Mirjana Dermadi, direttrice di Radio Vukovar, ricorda di
come riuscì miracolosamente a tagliare la corda, incinta, prima della resa del 18 novembre. Andrika Mikic, presidentessa del Center for Peace, rievoca la Vukovar jugoslava, «città modello dove convivevano decine di etnie
– croati, serbi, bosniaci, cechi, ucraini, austriaci, ungheresi, albanesi, ebrei – e il 60% dei matrimoni erano misti». Quel mosaico di popoli è un ricordo lontano.
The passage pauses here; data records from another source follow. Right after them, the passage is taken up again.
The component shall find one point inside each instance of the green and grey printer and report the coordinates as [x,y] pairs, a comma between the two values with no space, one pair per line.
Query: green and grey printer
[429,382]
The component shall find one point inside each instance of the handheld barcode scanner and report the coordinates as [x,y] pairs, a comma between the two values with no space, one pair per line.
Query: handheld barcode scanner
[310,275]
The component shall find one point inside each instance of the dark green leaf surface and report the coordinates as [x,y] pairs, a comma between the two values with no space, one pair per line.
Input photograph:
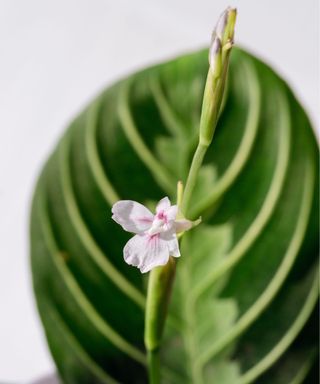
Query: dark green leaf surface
[245,285]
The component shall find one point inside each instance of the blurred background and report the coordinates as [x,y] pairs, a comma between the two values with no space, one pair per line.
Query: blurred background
[58,54]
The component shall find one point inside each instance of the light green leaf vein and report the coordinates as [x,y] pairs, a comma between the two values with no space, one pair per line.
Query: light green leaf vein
[266,211]
[86,360]
[80,298]
[251,127]
[94,162]
[275,284]
[252,374]
[160,174]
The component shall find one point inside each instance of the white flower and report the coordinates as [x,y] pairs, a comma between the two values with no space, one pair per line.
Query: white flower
[155,238]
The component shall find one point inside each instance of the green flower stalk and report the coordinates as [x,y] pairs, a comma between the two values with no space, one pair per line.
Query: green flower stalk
[221,44]
[155,245]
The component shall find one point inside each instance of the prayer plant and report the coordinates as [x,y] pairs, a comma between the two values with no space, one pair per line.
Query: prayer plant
[227,288]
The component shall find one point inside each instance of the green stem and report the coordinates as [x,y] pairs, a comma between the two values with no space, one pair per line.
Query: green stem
[159,290]
[192,177]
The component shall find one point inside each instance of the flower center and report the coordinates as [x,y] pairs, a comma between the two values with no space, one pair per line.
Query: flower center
[159,224]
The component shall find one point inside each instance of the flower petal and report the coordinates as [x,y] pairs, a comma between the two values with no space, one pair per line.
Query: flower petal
[146,252]
[171,213]
[132,216]
[163,205]
[172,243]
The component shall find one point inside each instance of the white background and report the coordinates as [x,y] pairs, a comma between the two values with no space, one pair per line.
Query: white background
[55,55]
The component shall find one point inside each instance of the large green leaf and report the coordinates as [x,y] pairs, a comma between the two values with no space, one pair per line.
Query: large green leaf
[245,285]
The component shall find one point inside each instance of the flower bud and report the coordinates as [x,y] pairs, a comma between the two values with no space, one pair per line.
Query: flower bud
[215,56]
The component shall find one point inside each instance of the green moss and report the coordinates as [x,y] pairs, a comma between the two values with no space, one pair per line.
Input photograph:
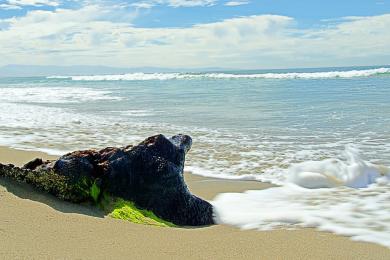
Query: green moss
[94,192]
[127,210]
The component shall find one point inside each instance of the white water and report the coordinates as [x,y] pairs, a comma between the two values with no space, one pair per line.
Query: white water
[349,197]
[171,76]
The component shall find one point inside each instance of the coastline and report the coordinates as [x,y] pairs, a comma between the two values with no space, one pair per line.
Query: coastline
[35,225]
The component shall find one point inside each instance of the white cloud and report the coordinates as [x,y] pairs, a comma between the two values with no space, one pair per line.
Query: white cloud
[146,4]
[236,3]
[33,2]
[190,3]
[142,5]
[9,7]
[89,36]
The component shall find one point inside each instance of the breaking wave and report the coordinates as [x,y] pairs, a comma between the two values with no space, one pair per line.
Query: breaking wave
[348,197]
[177,76]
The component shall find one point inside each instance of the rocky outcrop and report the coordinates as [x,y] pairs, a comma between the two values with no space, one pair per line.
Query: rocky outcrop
[149,174]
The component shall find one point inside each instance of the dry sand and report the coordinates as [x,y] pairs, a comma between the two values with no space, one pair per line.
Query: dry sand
[38,226]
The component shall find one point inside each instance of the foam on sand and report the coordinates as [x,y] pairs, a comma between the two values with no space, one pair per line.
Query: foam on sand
[349,197]
[172,76]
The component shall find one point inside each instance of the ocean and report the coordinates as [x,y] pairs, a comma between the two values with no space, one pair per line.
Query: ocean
[322,135]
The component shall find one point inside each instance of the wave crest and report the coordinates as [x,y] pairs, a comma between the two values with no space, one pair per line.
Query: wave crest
[177,76]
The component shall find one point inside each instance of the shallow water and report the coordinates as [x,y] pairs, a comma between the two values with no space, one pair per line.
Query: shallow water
[253,125]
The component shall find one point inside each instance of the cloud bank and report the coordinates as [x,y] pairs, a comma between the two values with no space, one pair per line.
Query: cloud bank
[103,35]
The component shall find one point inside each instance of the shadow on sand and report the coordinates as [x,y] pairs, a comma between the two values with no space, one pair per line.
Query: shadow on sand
[25,191]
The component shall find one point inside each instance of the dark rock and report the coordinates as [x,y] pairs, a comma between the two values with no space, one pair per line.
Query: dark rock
[33,164]
[149,174]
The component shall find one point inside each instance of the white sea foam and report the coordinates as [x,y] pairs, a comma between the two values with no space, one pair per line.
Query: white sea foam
[54,94]
[171,76]
[356,204]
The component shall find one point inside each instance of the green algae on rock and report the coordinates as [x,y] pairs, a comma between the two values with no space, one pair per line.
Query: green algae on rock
[149,175]
[127,210]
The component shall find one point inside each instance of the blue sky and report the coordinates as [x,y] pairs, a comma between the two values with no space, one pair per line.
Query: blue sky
[195,33]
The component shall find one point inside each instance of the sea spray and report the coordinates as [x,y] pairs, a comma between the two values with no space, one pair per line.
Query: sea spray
[140,76]
[349,197]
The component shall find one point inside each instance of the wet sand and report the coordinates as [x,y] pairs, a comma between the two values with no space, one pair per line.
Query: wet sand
[34,225]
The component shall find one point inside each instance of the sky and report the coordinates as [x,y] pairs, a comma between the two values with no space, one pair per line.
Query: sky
[233,34]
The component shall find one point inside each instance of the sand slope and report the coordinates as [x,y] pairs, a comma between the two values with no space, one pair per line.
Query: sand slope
[37,226]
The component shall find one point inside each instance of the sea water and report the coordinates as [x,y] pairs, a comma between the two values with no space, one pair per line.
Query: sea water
[322,135]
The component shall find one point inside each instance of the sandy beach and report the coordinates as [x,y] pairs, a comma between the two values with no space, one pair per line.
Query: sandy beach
[34,225]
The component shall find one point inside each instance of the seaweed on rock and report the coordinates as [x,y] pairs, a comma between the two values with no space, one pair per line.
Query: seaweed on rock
[145,178]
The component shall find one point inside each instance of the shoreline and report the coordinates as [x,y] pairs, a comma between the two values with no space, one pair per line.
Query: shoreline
[36,225]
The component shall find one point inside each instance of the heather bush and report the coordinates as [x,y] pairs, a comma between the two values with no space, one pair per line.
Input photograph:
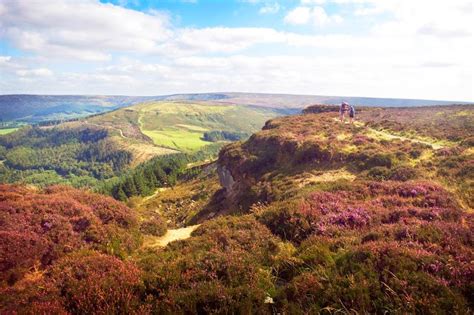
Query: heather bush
[379,173]
[91,282]
[38,227]
[403,173]
[154,226]
[223,268]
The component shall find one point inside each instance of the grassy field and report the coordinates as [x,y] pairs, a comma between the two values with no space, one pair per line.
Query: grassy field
[180,125]
[7,130]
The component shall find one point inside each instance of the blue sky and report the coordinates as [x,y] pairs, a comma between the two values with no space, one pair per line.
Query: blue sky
[380,48]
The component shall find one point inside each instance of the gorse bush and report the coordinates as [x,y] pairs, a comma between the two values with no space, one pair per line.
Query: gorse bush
[38,227]
[223,268]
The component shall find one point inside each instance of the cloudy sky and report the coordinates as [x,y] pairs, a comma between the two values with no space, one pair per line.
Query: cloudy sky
[380,48]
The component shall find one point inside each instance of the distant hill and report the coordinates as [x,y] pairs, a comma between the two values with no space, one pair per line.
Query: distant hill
[300,101]
[38,108]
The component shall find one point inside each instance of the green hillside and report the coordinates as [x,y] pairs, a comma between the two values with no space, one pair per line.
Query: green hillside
[181,126]
[101,148]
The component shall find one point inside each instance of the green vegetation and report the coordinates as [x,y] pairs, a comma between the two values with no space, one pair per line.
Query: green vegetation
[307,216]
[7,130]
[79,156]
[183,126]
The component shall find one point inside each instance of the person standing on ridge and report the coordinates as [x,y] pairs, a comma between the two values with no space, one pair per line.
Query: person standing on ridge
[351,113]
[343,110]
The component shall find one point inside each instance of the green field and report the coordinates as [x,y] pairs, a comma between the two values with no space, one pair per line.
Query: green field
[181,125]
[7,130]
[179,139]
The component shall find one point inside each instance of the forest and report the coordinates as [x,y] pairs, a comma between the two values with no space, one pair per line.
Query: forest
[80,155]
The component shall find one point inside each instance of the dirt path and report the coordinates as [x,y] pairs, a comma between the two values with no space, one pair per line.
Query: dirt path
[170,236]
[110,127]
[382,134]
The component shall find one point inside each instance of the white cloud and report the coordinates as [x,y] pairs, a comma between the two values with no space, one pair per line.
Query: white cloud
[270,8]
[310,2]
[316,15]
[38,72]
[80,29]
[412,52]
[298,16]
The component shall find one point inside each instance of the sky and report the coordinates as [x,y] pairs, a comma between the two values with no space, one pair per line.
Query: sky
[374,48]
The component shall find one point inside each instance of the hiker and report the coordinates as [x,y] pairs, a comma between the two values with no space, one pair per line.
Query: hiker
[343,110]
[347,109]
[351,114]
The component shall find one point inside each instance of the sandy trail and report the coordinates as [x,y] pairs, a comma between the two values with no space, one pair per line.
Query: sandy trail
[170,236]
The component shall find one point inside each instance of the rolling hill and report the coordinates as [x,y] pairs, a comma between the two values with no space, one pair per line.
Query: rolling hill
[39,108]
[86,151]
[308,215]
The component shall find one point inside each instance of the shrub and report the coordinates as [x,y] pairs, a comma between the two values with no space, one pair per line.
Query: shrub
[223,268]
[379,173]
[155,226]
[90,282]
[403,173]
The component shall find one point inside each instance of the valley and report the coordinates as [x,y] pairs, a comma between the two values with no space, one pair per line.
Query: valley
[307,215]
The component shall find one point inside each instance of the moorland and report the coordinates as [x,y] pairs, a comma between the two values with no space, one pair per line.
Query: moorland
[307,215]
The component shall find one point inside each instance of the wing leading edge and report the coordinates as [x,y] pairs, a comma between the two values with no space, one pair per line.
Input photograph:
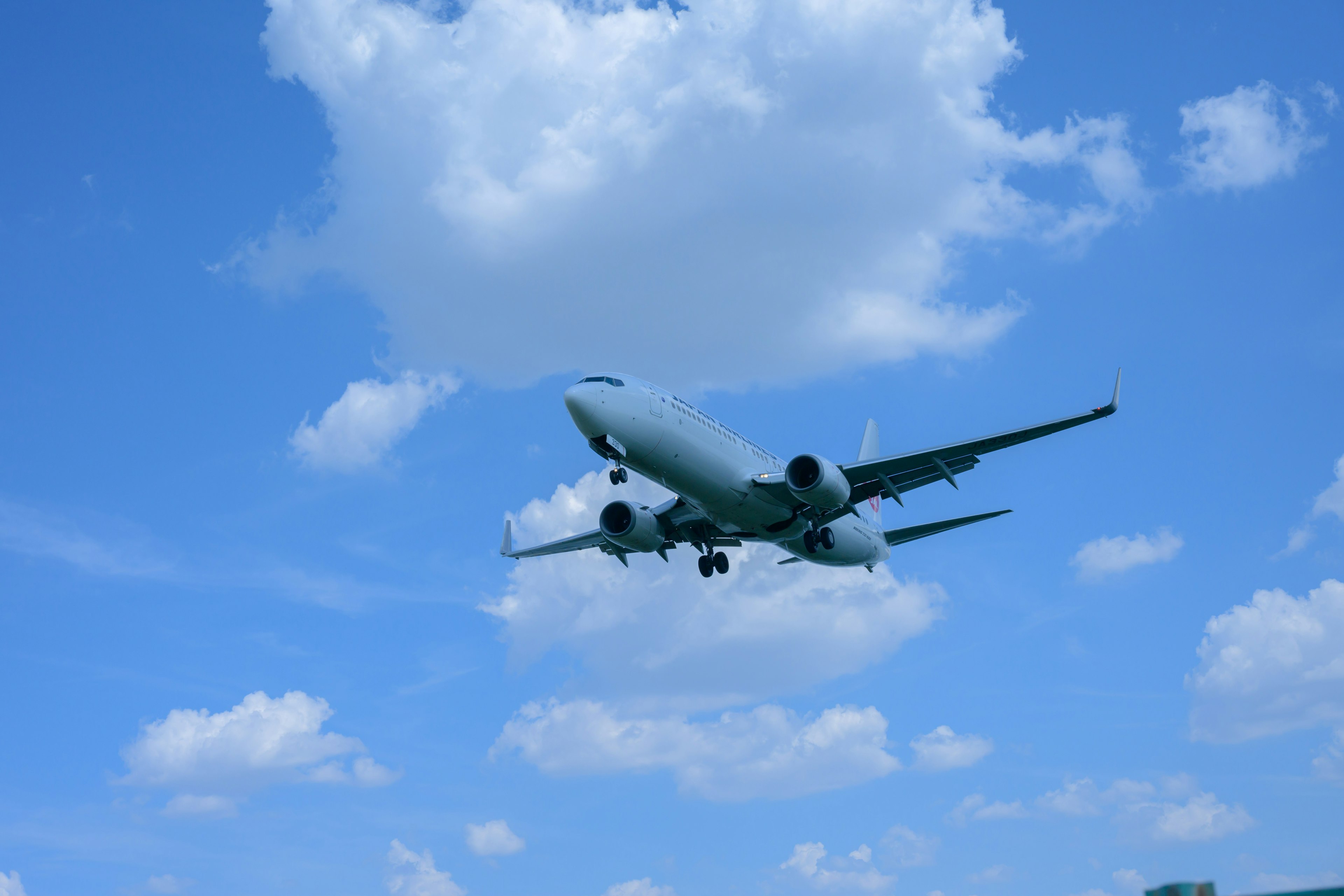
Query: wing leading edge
[894,475]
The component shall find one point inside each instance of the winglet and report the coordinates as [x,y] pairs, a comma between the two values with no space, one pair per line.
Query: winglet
[1115,398]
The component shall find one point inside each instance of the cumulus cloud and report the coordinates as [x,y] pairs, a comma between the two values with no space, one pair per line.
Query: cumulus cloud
[1109,556]
[11,886]
[1328,763]
[1244,139]
[1269,667]
[494,839]
[1129,880]
[660,635]
[1296,883]
[359,429]
[976,808]
[414,875]
[1074,798]
[906,848]
[1201,819]
[533,186]
[992,875]
[766,753]
[168,884]
[261,741]
[944,749]
[119,548]
[857,874]
[1174,811]
[643,887]
[209,806]
[1328,502]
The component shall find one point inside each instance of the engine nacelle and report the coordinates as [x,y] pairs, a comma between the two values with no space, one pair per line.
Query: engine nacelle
[818,481]
[631,527]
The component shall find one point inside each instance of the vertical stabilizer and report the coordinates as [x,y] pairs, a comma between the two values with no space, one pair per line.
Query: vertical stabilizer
[869,450]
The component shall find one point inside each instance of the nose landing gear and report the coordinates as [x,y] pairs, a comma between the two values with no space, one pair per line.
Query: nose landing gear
[714,562]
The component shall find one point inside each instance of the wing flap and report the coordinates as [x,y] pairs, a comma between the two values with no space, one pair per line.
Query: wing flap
[915,469]
[593,539]
[925,530]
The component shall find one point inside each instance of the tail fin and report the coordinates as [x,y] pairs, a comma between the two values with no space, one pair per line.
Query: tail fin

Anche da queste parti, solita storia: spopolamento,
croatizzazione e rientro limitato dei profughi serbi. Consola, comunque, il fatto che tra maggioranza e minoranza i rapporti siano cordiali. Non consola, invece, lo stato dell’economia, che non va. In quest’ottica la vicenda
della Borovo, il più grande complesso calzaturiero della
Jugoslavia, dice tutto.
Nel 1991 sfornava 23 milioni di paia di scarpe e impiegava 23mila operai. Adesso l’output è di cento volte inferiore e le maestranze ammontano a poco più di mille
unità, barricate all’interno dell’unica officina tornata a
produrre. Le altre, reperti giurassici scarnificati dalle
bombe, giacciono silenziose in quell’immenso ossario industriale che è il perimetro della Borovo.